The wildlife might cause some problems if you have to commute to work, not because of predators but because of the white-tailed deer, it is fairly common to see deer in suburban areas grazing. If you are not a big fan of cicadas then you probably not going to like it in Ohio, in some areas of the state the number of cicadas can be fairly high. The most common animal found in Ohio is the white-tailed deer, although you can also find shrews, foxes, and muskrats.

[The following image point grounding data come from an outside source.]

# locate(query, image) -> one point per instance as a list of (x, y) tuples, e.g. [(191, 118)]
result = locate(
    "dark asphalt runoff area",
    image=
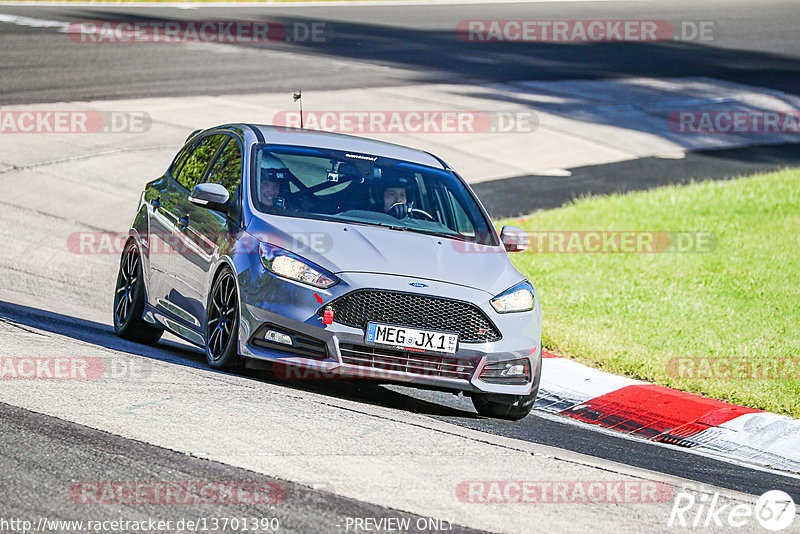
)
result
[(755, 43), (752, 43)]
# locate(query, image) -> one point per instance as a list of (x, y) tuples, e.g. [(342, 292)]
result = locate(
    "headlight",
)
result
[(291, 266), (516, 299)]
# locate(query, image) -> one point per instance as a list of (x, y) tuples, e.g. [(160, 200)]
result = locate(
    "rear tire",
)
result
[(129, 300), (511, 407), (222, 323)]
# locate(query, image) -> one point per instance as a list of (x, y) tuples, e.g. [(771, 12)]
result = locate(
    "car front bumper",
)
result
[(293, 308)]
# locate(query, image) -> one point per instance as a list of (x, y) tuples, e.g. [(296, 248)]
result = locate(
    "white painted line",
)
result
[(34, 23)]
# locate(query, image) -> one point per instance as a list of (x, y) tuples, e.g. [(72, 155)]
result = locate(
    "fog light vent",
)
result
[(278, 337)]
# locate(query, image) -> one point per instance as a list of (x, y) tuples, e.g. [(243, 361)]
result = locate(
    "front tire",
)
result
[(222, 323), (129, 300)]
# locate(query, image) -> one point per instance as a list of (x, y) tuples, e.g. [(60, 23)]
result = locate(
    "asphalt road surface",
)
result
[(751, 42), (72, 440)]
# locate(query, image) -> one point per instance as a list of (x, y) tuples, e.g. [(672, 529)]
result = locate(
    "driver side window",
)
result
[(195, 166)]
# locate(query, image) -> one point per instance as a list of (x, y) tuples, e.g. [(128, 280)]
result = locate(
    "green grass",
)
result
[(633, 314)]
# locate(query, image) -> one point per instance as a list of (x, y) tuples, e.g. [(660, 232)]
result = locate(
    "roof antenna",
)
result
[(299, 96)]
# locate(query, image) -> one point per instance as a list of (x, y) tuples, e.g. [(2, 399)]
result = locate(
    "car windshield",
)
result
[(365, 189)]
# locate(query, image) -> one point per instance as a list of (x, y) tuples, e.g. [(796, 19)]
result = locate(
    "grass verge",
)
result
[(723, 323)]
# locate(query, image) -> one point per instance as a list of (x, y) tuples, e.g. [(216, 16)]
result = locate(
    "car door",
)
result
[(206, 233), (178, 210), (161, 198)]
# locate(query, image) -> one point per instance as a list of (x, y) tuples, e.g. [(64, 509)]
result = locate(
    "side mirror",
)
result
[(514, 239), (211, 196)]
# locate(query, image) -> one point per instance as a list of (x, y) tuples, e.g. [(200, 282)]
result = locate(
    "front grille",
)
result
[(409, 363), (420, 311)]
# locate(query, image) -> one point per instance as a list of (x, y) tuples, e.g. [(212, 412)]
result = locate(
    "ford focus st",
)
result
[(331, 255)]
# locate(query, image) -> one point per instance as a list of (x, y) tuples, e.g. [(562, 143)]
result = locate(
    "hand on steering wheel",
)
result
[(398, 210), (412, 212)]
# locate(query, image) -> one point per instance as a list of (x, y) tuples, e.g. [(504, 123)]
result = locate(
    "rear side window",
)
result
[(180, 159), (194, 168), (227, 170)]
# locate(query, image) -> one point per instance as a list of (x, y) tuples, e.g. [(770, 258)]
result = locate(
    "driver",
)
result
[(392, 196), (273, 174), (395, 193)]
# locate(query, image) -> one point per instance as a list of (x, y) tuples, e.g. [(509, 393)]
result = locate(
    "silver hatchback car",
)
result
[(320, 255)]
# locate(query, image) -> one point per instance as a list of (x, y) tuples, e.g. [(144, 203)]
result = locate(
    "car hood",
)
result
[(345, 247)]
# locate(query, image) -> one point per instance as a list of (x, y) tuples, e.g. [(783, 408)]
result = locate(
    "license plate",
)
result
[(412, 339)]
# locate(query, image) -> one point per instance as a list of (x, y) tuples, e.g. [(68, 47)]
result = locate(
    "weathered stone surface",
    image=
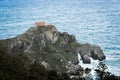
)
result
[(51, 48)]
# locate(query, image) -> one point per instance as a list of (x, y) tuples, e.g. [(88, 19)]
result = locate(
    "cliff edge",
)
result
[(51, 48)]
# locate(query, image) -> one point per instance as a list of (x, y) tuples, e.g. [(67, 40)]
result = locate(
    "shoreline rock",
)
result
[(56, 49)]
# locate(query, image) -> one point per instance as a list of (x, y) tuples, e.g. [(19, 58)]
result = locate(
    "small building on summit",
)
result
[(41, 24)]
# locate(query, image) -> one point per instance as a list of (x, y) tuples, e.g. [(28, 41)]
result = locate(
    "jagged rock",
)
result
[(51, 48)]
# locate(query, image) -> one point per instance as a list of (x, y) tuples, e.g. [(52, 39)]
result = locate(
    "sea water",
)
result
[(91, 21)]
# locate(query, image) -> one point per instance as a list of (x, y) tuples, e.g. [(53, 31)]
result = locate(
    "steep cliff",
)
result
[(51, 48)]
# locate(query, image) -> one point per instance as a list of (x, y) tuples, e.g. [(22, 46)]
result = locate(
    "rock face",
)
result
[(51, 48)]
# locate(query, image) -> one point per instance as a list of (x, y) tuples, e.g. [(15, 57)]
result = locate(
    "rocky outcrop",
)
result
[(51, 48)]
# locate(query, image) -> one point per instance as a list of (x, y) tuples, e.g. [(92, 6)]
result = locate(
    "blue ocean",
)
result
[(91, 21)]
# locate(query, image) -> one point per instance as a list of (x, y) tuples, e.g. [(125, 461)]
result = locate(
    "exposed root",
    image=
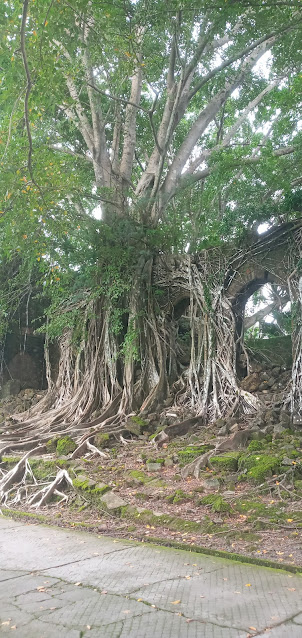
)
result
[(19, 484), (86, 446), (195, 466), (43, 496)]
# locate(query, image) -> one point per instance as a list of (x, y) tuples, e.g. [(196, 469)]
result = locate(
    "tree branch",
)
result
[(28, 85)]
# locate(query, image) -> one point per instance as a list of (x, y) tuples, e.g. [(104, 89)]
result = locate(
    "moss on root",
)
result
[(190, 453), (65, 446), (258, 467), (226, 462)]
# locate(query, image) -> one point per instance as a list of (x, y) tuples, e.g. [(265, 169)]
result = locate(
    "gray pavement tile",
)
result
[(135, 566), (287, 630), (38, 547), (167, 625), (60, 594), (8, 574), (224, 596)]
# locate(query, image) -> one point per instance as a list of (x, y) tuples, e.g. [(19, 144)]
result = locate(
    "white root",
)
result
[(195, 466), (85, 447), (15, 476), (41, 497)]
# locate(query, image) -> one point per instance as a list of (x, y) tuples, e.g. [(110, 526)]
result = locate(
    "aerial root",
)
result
[(19, 484)]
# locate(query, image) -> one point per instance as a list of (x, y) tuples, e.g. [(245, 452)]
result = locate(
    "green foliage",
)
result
[(65, 446), (190, 453), (218, 504), (259, 467), (49, 237), (226, 462)]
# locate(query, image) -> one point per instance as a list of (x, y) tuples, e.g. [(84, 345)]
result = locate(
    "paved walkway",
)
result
[(67, 584)]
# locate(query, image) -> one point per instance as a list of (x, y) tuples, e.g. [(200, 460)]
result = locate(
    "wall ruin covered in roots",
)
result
[(96, 389)]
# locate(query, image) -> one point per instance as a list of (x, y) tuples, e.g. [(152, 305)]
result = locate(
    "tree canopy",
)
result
[(180, 116)]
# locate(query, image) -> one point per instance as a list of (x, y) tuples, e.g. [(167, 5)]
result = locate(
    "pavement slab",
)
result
[(57, 582)]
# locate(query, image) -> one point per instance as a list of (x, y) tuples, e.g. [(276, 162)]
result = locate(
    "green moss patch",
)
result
[(190, 453), (65, 446), (179, 497), (162, 520), (218, 504), (258, 467), (226, 462)]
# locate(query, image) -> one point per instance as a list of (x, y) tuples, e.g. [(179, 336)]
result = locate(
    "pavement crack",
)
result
[(79, 560)]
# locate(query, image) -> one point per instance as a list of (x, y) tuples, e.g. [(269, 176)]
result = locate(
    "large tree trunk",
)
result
[(109, 376)]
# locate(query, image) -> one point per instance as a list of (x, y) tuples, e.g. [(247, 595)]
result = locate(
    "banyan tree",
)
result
[(142, 147)]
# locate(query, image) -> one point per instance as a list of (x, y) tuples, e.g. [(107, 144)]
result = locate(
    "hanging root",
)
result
[(44, 495), (195, 466), (86, 446), (20, 484)]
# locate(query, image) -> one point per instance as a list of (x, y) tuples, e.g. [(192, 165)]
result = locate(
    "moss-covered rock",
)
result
[(218, 504), (51, 445), (190, 453), (179, 497), (65, 446), (101, 439), (255, 446), (136, 425), (161, 520), (258, 467), (226, 462)]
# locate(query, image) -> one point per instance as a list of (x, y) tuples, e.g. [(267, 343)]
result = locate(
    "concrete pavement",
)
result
[(68, 584)]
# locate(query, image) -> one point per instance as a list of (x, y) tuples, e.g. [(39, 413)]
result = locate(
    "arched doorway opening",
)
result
[(264, 326)]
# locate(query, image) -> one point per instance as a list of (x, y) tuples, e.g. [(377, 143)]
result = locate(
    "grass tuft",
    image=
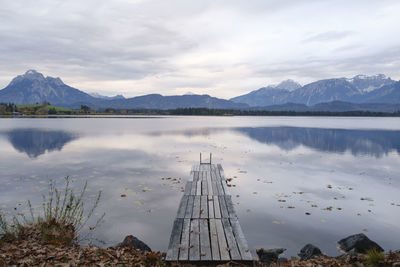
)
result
[(62, 218)]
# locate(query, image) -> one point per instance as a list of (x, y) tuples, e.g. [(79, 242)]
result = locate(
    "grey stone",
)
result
[(133, 241), (309, 251), (359, 243), (269, 255)]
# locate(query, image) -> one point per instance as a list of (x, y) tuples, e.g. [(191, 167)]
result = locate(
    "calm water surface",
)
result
[(282, 167)]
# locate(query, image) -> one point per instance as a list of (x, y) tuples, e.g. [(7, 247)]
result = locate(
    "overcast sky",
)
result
[(221, 48)]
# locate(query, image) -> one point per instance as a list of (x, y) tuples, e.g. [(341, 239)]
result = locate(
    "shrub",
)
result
[(60, 222)]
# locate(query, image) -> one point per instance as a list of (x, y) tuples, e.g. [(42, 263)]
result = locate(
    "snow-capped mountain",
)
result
[(270, 95), (366, 84), (359, 89)]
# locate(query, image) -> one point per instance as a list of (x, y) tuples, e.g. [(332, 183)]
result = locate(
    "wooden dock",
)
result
[(206, 227)]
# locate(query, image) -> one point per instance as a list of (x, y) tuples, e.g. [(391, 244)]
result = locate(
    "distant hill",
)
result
[(156, 101), (333, 106), (360, 93), (359, 89), (270, 95), (97, 95), (32, 87)]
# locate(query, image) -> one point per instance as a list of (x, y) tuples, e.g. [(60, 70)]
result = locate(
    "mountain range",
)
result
[(371, 93), (359, 89)]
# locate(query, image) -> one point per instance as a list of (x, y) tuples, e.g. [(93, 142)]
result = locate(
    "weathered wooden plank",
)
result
[(196, 207), (189, 207), (198, 191), (230, 239), (210, 200), (194, 185), (188, 188), (223, 246), (184, 247), (204, 207), (225, 187), (204, 185), (194, 247), (217, 208), (214, 186), (205, 247), (196, 176), (182, 207), (224, 208), (219, 187), (241, 240), (174, 242), (230, 207), (214, 241), (209, 184)]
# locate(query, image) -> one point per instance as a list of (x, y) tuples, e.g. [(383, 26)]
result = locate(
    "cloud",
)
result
[(223, 48), (328, 36)]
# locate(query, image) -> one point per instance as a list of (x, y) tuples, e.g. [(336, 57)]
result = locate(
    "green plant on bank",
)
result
[(374, 258), (63, 216)]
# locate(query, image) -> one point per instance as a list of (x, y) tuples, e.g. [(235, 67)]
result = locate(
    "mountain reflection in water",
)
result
[(35, 142), (375, 143)]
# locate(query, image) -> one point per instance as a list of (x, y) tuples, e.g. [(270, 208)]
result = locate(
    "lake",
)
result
[(344, 172)]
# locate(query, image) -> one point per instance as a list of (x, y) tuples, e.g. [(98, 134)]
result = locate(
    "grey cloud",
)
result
[(177, 44), (328, 36)]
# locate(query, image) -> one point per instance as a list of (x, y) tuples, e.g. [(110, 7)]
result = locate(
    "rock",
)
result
[(309, 251), (269, 255), (133, 241), (359, 242)]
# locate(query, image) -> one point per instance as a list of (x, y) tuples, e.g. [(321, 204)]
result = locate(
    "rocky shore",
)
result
[(358, 250)]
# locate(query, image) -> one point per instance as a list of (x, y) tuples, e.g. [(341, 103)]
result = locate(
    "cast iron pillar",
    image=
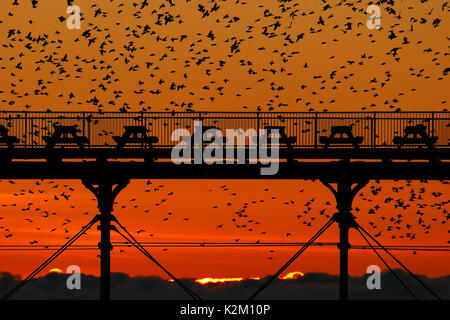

Ohio has several rivers and lakes in addition to Lake Erie, here you will find walleye, smallmouth bass, largemouth bass, flathead, and several types of catfish. You will need a license both for fishing and hunting

Ohio Road Access

The main problem with road access in Ohio is not the lack of roads but the poor infrastructure, the closer you get to the cities the more potholes you will come across. Although you can easily avoid these potholes in the summertime but during the wintertime, they can pose a serious threat. People who live off the grid either use 4×4 vehicles or snowmobiles during the wintertime.

Ohio Price Of Land

The price of land in Ohio is fairly cheap when you compare it to the rest of the country, you can expect to pay around 40% less for housing and land than in the rest of the country. There are a couple of states that also have similarly cheap land but most of them are fairly undeveloped and located in the southern part of the state. If you want to live as frugal as possible then the cheap price of land and housing alone is well worth it in Ohio.

Property Tax In Ohio

The property tax is fairly higher in Ohio than in the rest of the country, currently, the property tax in Ohio is 1.57% and the national average is at 1.08%.  Although the property tax is higher than the national average but the low cost of housing and property makes up for it easily. The county with the lowest property tax in Ohio is Licking County at 1.42%.

Ohio Cost Of Living

In general, the cost of living is around 18% lower than the national average, most notably the price of housing is around 40%, healthcare is 13%, and transportation is around 17% cheaper than the national average. In addition to this, you will also pay around 4% less for groceries and the utilities will cost you around the same as the national average.

Ohio Jobs

The unemployment rate in Ohio is around 4.2% which is a little bit higher than the national average which is 4%. The minimum wage is at $8.55 which is higher than the national average which is $7.25. The biggest industries in Ohio are aerospace and defense, healthcare, agriculture, education, manufacturing, and the auto industry.

Ohio Crime Rate

The crime rate in Ohio is significantly lower than the national average, currently, the crime rate is at around 2.8 crimes per 1000 people and the national average is at 4 crimes per 1000 people. The cities with the lowest crime rate are New Weston, Clifton, Waite Hill, and Rockford. The areas with the highest crime rates are Logan, Newark, Heath, and Cincinnati. Generally speaking, the northern and the northwestern parts of the state have the lowest crime rates.

Ohio Natural Disasters

The main natural disasters in Ohio are flash floods, floods, tornadoes, heavy rain, and snow. By far the most destructive natural disasters in Ohio are the flash floods and tornadoes, although Ohio is considered relatively safe when it comes to natural disasters as these do not occur that often.

Key Takeaways

  • While it is possible to live off the grid in Ohio, it’s important to be familiar with local regulations and obtain necessary permits and approvals. Research and comply with applicable laws, zoning regulations, and permitting requirements to ensure compliance and a smooth off-grid lifestyle.
  • Off-grid living in Ohio requires effective resource management. This includes planning for alternative energy sources, water collection and conservation methods, and waste management strategies to ensure self-sufficiency and sustainability.
  • Building connections with like-minded individuals and off-grid communities in Ohio can provide valuable support and shared knowledge. Engaging in local off-grid networks, workshops, or online communities can offer insights, resources, and a sense of community for a successful off-grid experience in the state.